日清食品チルドの安田隆行取締役営業本部長は、「現在、小売業への納品は午前から昼過ぎに注文を受けた後、数時間後には配送拠点を出発し、その日のうちに各小売業の物流センターに納入し翌日店舗に届けられる。注文を受けてから納品まで4時間ほどしかない場合もあるなど、短いリードタイムによって商品の安定供給が徐々に困難になってきている」と説明。

そのうえで「納品リードタイムの延長」を実現することで、配送車両を手配する時間的な猶予が生まれ、計画的な在庫管理が可能となり、欠品リスク低減につながり、共同配送の可能性も広がるとした。そのほか「365日納品の見直し」「発注単位をバラ発注からケース単位に変更」によるドライバーの検品作業削減や保管倉庫作業員の負荷軽減も目指す。

「付帯作業の削減」は、一部の物流センターで昔から行われているドライバーによる仕分け作業、庫内積み替え・移動作業などを削減し、本来の業務である配送時間を確保する。

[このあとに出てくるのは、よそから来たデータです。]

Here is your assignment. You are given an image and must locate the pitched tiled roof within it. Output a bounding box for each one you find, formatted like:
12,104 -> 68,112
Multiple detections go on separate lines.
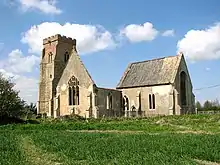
117,55 -> 182,88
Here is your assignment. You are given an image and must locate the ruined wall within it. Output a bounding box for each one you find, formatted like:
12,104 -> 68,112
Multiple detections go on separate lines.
38,35 -> 76,116
121,85 -> 173,116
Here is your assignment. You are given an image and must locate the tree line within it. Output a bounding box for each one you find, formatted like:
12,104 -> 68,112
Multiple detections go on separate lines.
196,99 -> 220,111
0,73 -> 37,123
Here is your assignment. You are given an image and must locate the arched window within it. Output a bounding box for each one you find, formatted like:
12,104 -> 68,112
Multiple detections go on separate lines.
107,93 -> 112,109
68,76 -> 79,105
123,96 -> 129,110
149,94 -> 156,109
42,48 -> 45,59
152,94 -> 155,109
64,52 -> 69,62
48,52 -> 53,63
180,71 -> 186,105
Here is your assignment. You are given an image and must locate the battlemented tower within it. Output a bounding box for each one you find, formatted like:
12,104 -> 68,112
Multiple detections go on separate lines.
38,34 -> 76,116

「共同配送の推進」は、共配拠点を共同で活用し、同じ方面への納品先への納品を一つのトラックに混載して配送することを目指す。各社拠点から他エリアの各社拠点まで大型トラックなどで輸送する幹線輸送についても共同化を検討する。

「標準化・システム導入による効率化」はパレット運用を推進する。現状商品を運搬する際ドライバーがダンボールやプラスチッククレートを持ち運びトラックへの積込みや納品するケースが多いが、パレットや台車を積極活用することで作業負荷軽減に取り組む。

今年度は準備期として①②の分科会を設置。25年度以降は他業界団体や行政などと連携を深めるほか、③④の分科会を設置し、持続可能な物流のあり方についてガイドライン策定を目指す。